# test2

What are sample applications of clustering in which the objective is to cluster the samples/observations (this is the most common use of clustering)?

Machine learning, data mining, information retrieval, bioinformatics, data compression

What are sample applications of clustering in which the objective is to cluster the variables/features?

Clustering is used in market segmentation; where we try to find customers that are similar to each other whether in terms of behaviors or attributes, image segmentation/compression; where we try to group similar regions together, document clustering based on topics, etc.

Clustering can be loosely defined as “grouping items that are similar/close to each other”. What components do we need to formulate to have a well-defined computational framework for clustering?

Proximity measure(how closely related they are)

Criterion function to defined good and bad clustering

Algorithm to compute clustering

What are possible ways of choosing the number of clusters?

K-means

Assume we know how many clusters there are

Find the number of clusters that minimizes the SSE (sum of squared errors)

Incorporate the trade-off between complexity and fit into the objective function

Evaluate the trade-off between complexity and fit after computing clusterings by trying different values of K

Hierarchal clustering

Pick number after a distance tree is made

What is the objective function of K-means clustering? Can K-means still be applied if our notion of distance is not Euclidian distance?

Creates clusters based on distance from centroids

K-means finds a locally optimal solution and is not guaranteed to find the (globally) optimal solution

Yes the distance function can be changed depending on the circumstances

Is K-means guaranteed to identify the optimal clustering according to its objective function? If not, what can we say about the optimality of the clustering it identifies?

No it is not guaranteed.

The optimal solution is the clustering that minimizes the objective function

Considering an instance of clustering where we are trying to cluster points/observations in 2-dimensional space, can you give a sample instance and an initialization that will make K-means converge to an undesirable solution?

Spherical clustering

Bc k-means draws a line

Consider a run of K-means in 1-dimensional space, with say K=2 clusters. If you are shown the configurations of the cluster centroids and assignment of data points to clusters at the end of each iteration, can you order those iterations? (work out an example for yourself)

The slides

What are the weaknesses of K-means?

Sensitive to outliers

User needs to specify k

Only applicable if the mean is supplied

What are possible strategies for making algorithms more robust to outliers in the application of K-means?

Remove outliers

Perform random sampling, small subset of data points

What are the main components of an agglomerative hierarchical clustering algorithm (i.e., what choices do we need to make to define an algorithm?)

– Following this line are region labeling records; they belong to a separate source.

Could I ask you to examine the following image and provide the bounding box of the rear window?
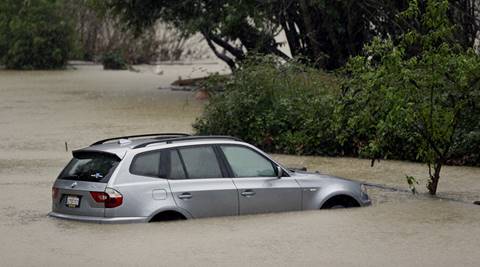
[58,152,120,183]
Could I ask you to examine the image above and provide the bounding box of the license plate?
[67,196,80,208]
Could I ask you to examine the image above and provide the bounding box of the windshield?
[58,152,120,183]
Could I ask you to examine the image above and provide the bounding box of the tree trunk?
[427,161,442,196]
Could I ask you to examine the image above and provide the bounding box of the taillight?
[90,188,123,208]
[52,187,58,199]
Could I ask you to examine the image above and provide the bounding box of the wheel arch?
[319,191,362,209]
[147,208,193,222]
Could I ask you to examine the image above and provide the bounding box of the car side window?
[130,151,162,177]
[178,146,223,179]
[168,149,187,179]
[220,145,276,177]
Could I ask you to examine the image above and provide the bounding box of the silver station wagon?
[49,133,370,223]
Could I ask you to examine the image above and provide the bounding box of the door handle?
[178,193,192,199]
[241,190,256,197]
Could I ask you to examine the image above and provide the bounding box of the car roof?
[73,135,245,159]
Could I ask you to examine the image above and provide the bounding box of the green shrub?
[194,57,341,155]
[0,0,72,69]
[102,51,128,70]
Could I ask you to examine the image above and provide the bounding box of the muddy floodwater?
[0,64,480,266]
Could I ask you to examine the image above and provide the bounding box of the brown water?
[0,65,480,266]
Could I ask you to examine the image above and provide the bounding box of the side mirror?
[277,166,283,179]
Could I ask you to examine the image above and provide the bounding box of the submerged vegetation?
[194,0,480,194]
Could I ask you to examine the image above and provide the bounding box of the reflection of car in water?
[50,134,370,222]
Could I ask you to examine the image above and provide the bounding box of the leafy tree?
[0,0,72,69]
[102,0,479,69]
[337,0,480,195]
[193,56,339,155]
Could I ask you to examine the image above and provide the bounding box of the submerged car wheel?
[321,195,360,209]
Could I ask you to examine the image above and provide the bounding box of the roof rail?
[90,133,190,146]
[133,135,242,149]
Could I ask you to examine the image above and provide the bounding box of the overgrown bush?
[102,51,128,70]
[194,57,341,155]
[0,0,72,69]
[338,0,480,195]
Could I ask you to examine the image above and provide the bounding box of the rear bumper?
[48,212,148,224]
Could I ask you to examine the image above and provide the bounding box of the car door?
[168,145,238,218]
[220,145,302,214]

A distance matrix specifying pairwise distance

Either bottom up or top down

Decisions cannot be undone

What are the possible ways of assessing the distance between groups of items given the distances between pairs of items?

Closest pair

Farthest pair

Avg of all pairs

Can you give an example of hierarchical clustering in 2-dimensional space with Euclidian distance as the distance function, such that single-linkage and complete-linkage will produce the same dendrogram?

Can you give an example of hierarchical clustering in 2-dimensional space with Euclidian distance as the distance function, such that single-linkage and complete-linkage will produce different dendrograms?

What is the key idea of Ward’s method?

Consider joining 2 clusters, how far does it change the total distance from the centroid?

Is it worth it to combine these two?

What is the common requirement of K-means and hierarchical clustering using Ward’s method?

They both have to have computable means

What are the pros and cons of applying a divisive hierarchical clustering algorithm that, for example, uses K-means with K=2 to split the points at each node of the dendrogram (as compared to agglomerative clustering)?

Agglomerative is faster to compute

Only looks at pairwise

Divisive is “less blind” to all data

Can find the best possible split between 2

What is the (common) key idea behind Bayesian information criterion (BIC)and Aikaike information criterion (AIC) in formulating a measure to guide the selection of the number of clusters?

They determine how good a model fits in a maximum-liklihood sense

How many parameters are need to get a good fit

What is the key difference between AIC and BIC?

AIC (Akaike information criterion) tries to select the model that most adequately describes an unknown, high dimensional reality.

BIC (Bayesian information criterion) tries to find the TRUE model among the set of candidates.

AIC better predictability

BIC finds more efficient solution

Assume that you are given a dendrogram and you are trying to translate this into a disjoint set of clusters such that the model complexity and model fit are (locally) optimized together. You are also given a procedure that computes AIC for a given clustering. Describe an algorithm/method you would use to identify the final set of clusters.

Find the largest ΔSSE between how many clusters you have

between having x clusters or y clusters, indicates that x clusters divides the cells into much more homogenous groups than does y groups. From this reasoning it could be possible to pick x clusters as the final solution.